Latest update November 19th, 2024 1:00 AM
Dec 30, 2019 News
by Kemol King
Stabroek News has announced a price hike on its daily edition following what it describes as a sustained assault on press freedom by the Government of Guyana. The increase is from $80 to $100, effective from January 1, 2020. The newspaper had not raised the price since October 11, 2011 and had been, for several years, accommodating rising expenses. But in a recent announcement, Stabroek News notified the public that this increase was necessary because it is earning less revenue from State advertisements due to the withholding of those by the Government’s public relations arm, the Department of Public Information (DPI).
In September, an article in the Sunday Stabroek titled ‘DPI cuts state ads in Stabroek News’ revealed results of an analysis it conducted on the placement of State ads in the four daily newspapers: Kaieteur News, Stabroek News, Guyana Chronicle, and Guyana Times.
The newspaper stated that it has noticed a marked decline in the number of State ads placed per column inches as of June 2019 in the Stabroek News and Guyana Times, but no corresponding decrease in Kaieteur News and the State-owned Guyana Chronicle.
The reductions have been criticised by two regional newspapers, Trinidad Express and the Barbados Nation.
Attached to this article was an updated tabulation by Stabroek News of ad placements in the four newspapers, dated up to November last.
SN’s Editor-in-Chief Anand Persaud told Kaieteur News yesterday that it would seek to provide data on the December ad placements as well, once the month ends.
In May, Guyana Publications Incorporated (GPI) – the publisher of Sunday Stabroek and Stabroek News – had indicated to DPI in a letter that it would not carry State advertisements by request of DPI until it substantially relieved the millions it had racked up in debt.
Stabroek News reported that after the substantial settlement was made, GPI wrote in July last, to notify DPI that the flow of advertising would be returned to normalcy. According to Stabroek News’ data, it did not.
In response, DPI had attributed the reduction in State ads entirely to GPI’s May letter, which had requested that DPI substantially pay off its debts or have its ads rejected, despite the newspaper lifting that embargo after the debts were significantly relieved. Persaud has dismissed that explanation as totally unacceptable.
Stabroek News has written extensively and with strong positions on Government’s actions following the passage of the No Confidence Motion in December 21, 2018. The newspaper had suggested that DPI, “clearly rankled”, may be retaliating against it.
President David Granger’s comment on the matter roiled up Stabroek News even more. During an interview on Kaieteur Radio in November, he is quoted as saying, “There must be fairness.”
But the President qualified his statement by continuing: “We believe that advertisements should be directed to the media houses based on their willingness to disseminate news fairly”.

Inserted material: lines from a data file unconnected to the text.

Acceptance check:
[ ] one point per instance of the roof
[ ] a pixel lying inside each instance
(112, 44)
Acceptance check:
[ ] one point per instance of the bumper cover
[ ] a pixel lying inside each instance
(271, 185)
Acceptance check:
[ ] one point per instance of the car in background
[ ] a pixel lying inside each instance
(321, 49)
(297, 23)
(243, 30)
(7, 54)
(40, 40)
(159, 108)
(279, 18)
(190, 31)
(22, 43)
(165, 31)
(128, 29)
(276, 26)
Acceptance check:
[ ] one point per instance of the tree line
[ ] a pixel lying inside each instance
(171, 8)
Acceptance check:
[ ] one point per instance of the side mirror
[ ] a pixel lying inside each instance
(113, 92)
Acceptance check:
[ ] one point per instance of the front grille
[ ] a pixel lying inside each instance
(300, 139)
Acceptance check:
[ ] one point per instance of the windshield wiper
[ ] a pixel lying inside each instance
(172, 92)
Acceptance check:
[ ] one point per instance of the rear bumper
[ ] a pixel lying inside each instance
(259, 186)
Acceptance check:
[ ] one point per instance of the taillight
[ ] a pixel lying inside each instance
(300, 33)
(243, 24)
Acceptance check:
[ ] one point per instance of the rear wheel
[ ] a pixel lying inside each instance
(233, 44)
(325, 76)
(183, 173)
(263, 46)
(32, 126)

Persaud has said, according to Stabroek News, that any reasonable observer would construe the President’s statement to mean that favourable coverage of the government would be the determining factor in the placement of State ads.

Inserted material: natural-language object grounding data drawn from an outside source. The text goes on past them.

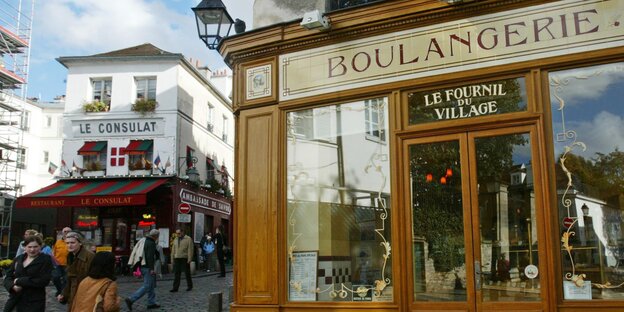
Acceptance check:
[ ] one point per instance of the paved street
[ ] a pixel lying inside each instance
(195, 300)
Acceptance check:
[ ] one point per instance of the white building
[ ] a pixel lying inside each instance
(42, 138)
(191, 117)
(145, 134)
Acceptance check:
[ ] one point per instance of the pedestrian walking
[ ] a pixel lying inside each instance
(220, 243)
(27, 278)
(144, 253)
(59, 251)
(99, 287)
(160, 259)
(78, 263)
(182, 255)
(20, 246)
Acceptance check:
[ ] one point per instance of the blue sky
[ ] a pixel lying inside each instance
(86, 27)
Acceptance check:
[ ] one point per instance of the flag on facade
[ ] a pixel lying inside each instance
(52, 168)
(157, 161)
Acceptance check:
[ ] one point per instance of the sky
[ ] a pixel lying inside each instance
(87, 27)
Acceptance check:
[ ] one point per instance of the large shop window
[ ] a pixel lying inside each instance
(338, 186)
(588, 133)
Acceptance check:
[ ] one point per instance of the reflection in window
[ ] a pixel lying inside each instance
(437, 231)
(374, 119)
(507, 219)
(338, 206)
(588, 133)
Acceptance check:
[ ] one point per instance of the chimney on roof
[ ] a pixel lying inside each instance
(205, 71)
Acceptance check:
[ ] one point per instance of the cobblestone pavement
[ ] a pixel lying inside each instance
(195, 300)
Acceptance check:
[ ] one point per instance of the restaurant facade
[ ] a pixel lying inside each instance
(431, 156)
(145, 147)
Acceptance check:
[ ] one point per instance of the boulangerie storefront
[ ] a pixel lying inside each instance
(423, 156)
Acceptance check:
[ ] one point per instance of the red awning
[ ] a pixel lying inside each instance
(91, 193)
(138, 147)
(92, 148)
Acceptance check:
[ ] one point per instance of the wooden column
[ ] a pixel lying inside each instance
(256, 254)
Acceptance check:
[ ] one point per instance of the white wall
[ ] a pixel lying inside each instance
(181, 116)
(36, 140)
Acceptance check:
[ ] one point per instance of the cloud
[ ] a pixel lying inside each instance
(85, 27)
(603, 134)
(582, 84)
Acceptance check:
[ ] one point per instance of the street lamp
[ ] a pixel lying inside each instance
(585, 210)
(213, 22)
(193, 174)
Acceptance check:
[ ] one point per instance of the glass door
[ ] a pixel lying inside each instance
(475, 221)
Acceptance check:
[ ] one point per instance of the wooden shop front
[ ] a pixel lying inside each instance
(422, 156)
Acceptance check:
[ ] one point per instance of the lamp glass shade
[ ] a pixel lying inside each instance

Stabroek News stated that, if it is true that the ads were reduced for those reasons, it would mean that Government has violated the Inter-American Press Freedom Declaration of Chapultepec. Principle 7 of that Declaration, signed by former President, Bharrat Jagdeo, in 2002, prohibits the granting or withdrawal of Government advertising to reward or punish the media or individual journalists.
Commenting on the matter yesterday, Kaieteur News’ Publisher Glenn Lall spoke of how unfortunate it is that attitudes toward criticism cultivated by the Jagdeo regime are being sustained by the current David Granger led administration.
Jagdeo’s Government was guilty of the same action when he served as President.
Stabroek News stated that the Jagdeo’s administration had refused to place a single State ad with the newspaper for 17 months in 2006, with no plausible explanation. Stabroek News stated that it was an attempt to punish the newspaper for affording the fledgling Alliance For Change (AFC) regular column postings.
About the same period, Kaieteur News had suffered a similar fate as Stabroek News has, according to Lall, the Jagdeo Government had also meant to stifle this newspaper for its critical principled reporting.
At that time, the then President Jagdeo had claimed that his decision was because of his Government’s intention to cost-effectively manage its use of state resources, and to explore other avenues for State advertising – not for punitive reasons.
But the former President has since admitted that what he did was wrong.
Lall has assured that Kaieteur News will stand with Stabroek News and any other media house that is penalised for being critical of the Government. Lall said resolutely that Kaieteur News has never wavered, and will not do so in the future, in the face of persecution by any Government.